The AutoCast option is similar to Context, but differs in the way that it automatically typecast certain XML::Xalan::XObject-derived objects into their equivalent Perl scalar type, if possible. The following rule is used:

     XML::Xalan::Boolean -> Scalar contains integer
     XML::Xalan::Number  -> Scalar contains double
     XML::Xalan::String  -> Scalar contains string

Note that the typecasting is not happened on the returned value, which means that you still have to return an XML::Xalan::XObject-derived object.

 my $func = sub {
         my ($exec_context, $context_node, $arg) = @_;
         my $html_text = ref $arg ? $arg->string : $arg;
         return $exec_context->get_xobject_factory->create_string(
            HTML::FormatText->new->format(parse_html($html_text));
         );
     };

 $tr->install_function($namespace, 'plain-text', $func, {AutoCast => 1});

A Note on Objects Cleaning Up

XML::Xalan::Transformer is an interface to XalanTransformer class, a C++ class which internally keeps a list of compiled stylesheet objects and another list of parsed source objects. Upon an XalanTransformer object destruction, those lists are iterated and each element of them is deleted. Deleting an element which is no longer exist causes a segfault, thereby I do not provide destructors for XML::Xalan::CompiledStylesheet and XML::Xalan::ParsedSource, since these will conflict with one from XML::Xalan::Transformer.

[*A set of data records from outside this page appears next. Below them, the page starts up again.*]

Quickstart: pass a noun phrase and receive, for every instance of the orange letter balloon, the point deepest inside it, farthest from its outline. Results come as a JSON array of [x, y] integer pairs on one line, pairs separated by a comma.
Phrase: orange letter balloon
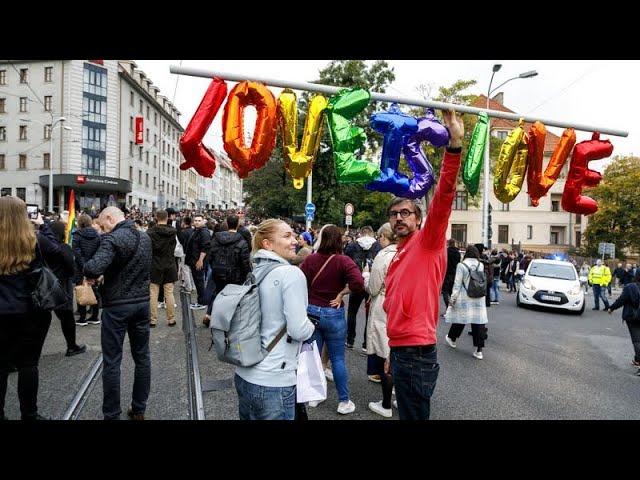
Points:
[[581, 176], [244, 159]]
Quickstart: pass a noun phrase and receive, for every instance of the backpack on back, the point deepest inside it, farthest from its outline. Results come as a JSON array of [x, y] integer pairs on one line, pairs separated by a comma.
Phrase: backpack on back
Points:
[[236, 319], [477, 287]]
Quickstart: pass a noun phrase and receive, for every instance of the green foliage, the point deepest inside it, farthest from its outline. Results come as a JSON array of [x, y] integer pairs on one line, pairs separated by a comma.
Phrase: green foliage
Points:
[[618, 217]]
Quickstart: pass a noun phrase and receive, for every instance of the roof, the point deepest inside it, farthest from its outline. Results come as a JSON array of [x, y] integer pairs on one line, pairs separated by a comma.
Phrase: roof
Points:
[[551, 140]]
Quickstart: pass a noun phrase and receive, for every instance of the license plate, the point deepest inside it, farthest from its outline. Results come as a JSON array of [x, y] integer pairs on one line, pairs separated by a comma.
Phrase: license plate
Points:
[[550, 298]]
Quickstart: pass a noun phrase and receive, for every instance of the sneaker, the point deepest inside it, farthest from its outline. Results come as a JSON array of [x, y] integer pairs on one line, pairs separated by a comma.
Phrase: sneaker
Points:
[[315, 403], [78, 349], [377, 407], [328, 373], [347, 407]]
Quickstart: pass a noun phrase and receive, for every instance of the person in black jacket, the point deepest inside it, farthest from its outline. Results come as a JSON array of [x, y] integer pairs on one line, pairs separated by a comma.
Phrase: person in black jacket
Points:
[[230, 261], [63, 267], [453, 259], [195, 251], [22, 328], [85, 242], [124, 258], [630, 300], [163, 266]]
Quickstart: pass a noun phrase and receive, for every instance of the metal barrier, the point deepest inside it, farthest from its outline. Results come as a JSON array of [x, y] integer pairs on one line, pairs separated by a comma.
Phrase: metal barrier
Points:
[[194, 385]]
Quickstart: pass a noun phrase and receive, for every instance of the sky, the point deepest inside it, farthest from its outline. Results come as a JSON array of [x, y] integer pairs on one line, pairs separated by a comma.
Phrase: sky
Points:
[[596, 93]]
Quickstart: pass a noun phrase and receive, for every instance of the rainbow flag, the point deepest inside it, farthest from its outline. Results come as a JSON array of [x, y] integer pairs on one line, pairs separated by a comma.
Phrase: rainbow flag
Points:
[[71, 222]]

As a consequence, if you write a code which runs an XML::Xalan::Transformer object for a long time and using either compiled stylesheet or parsed source, be careful to call the appropriate destroy_stylesheet() or destroy_parsed_source() to remove it from the internal list (thus, from the memory) once it's no longer used. Otherwise, the memory used will be accumulated regardless of the objects are already out of scope, and the wasted allocated memory will be freed only when the XML::Xalan::Transformer object runs out of scope.

For example:

 my $tr = new XML::Xalan::Transformer;
 my $compiled = $tr->compile_stylesheet_file($stylesheet);
 my $res = $tr->transform_to_file($source, $compiled, $dest);

 # $compiled will be used for another stylesheet, then 
 # it's necessary to destroy it explicitly first:
 $tr->destroy_stylesheet($compiled);

 # now it's safe to use for another stylesheet
 $compiled = $tr->compile_stylesheet_file($another_stylesheet);

Also, there's no destructor for XML::Xalan::ContentHandler where the instance gets removed as the XML::Xalan::DocumentBuilder that created it is destroyed.

TODO

  • set_stylesheet_param() should accept a hash ref instead, so several parameters can be passed at once.

  • Validation option on parsing.

    At this moment, if you need validation capability, you can use XML::Xalan::DocumentBuilder to make use any validating XML parser which supports Perl SAX2, such as XML::LibXML.

AUTHOR

Edwin Pratomo, edpratomo@cpan.org

SEE ALSO

XML::Xalan::DocumentBuilder(3), XML::Xalan::ParsedSource(3), XML::Xalan::DOM(3), XML::Xalan::XObject(3).